Please read the full article in Haaretz, which they deserve a 'thank you' for being fair in reporting.


The Lubavitcher Rebbe's Views on Women Today,
by Susan Handelman, Ph.D.

Selected portions from Dr Handelman's essay:

The Rebbe saw within the stirrings of the Women's Movement a deep spiritual inner dimension and strong redemptive energies.

There are many forms of knowledge, and there is a certain dimension of understanding one gains only through an insider's position, and through having known one's subject "face to face." This is particularly true in relation to a "Rebbe," a figure who functions on many levels -- not just as a thinker, writer, teacher, rabbi or public leader, but also as an intimate, personal counselor. So I hope to add a personal perspective to the literature about the Lubavitcher Rebbe's relation to women's issues. While it is quite clear to me that the Rebbe understood and sympathized deeply with the yearnings and aspirations of women on many levels, it is important to first portray briefly here the larger theological-metaphysical framework in which he perceived their strivings, and their place in his over-all vision of Jewish history, the mission of the Jewish people and redemption.

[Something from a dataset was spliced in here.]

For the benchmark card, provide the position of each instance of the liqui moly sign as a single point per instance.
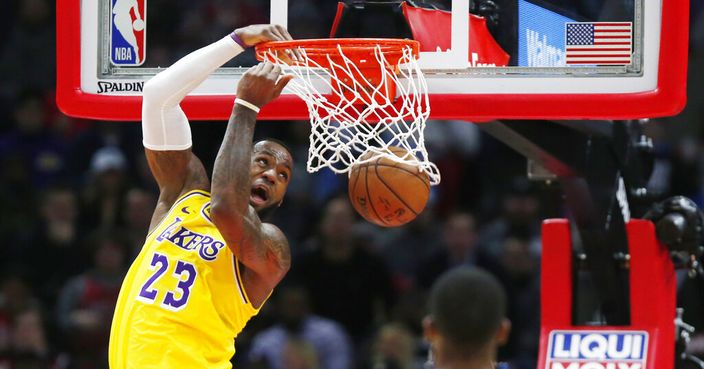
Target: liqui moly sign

"In an oft-quoted passage from a talk on Jewish education for women given in 1990, the Rebbe reinterprets the basic talmudic and halachic sources regarding women's Torah study, draws out the practical implications, exhorts women to increase their study and teaching, and asks for the community at large to support this endeavor. He further asks: why has this increase in Torah learning for women occurred specifically in the recent era?

On the one hand, the Rebbe answers, there is the traditional idea that each generation further from the Divine revelation at Sinai is on a "lower" level; and so there is an increasingly greater need to bolster it. Nevertheless, he continues, the result has been a great good, an increase in Torah study; and this increase in Torah study by women he emphatically describes as one of the "positive innovations of the later generations." 3/

Kabbalistic and chassidic teachings have a special understanding of the role of the feminine in the Era of Redemption and the World-to-Come. Then, say the classical sources, all the "feminine" aspects of the world will emerge from their concealment and diminution in the unredeemed world and rise to the highest stature. 5/

The Rebbe: Unity is more true than diversity; the real truth is the interdependence of all things into a unity, the Unity of G-d. The multiplicity of creation is no contradiction to the Unity of G-d; indeed this multiplicity comes from His Unity, as Chassidut explains at length.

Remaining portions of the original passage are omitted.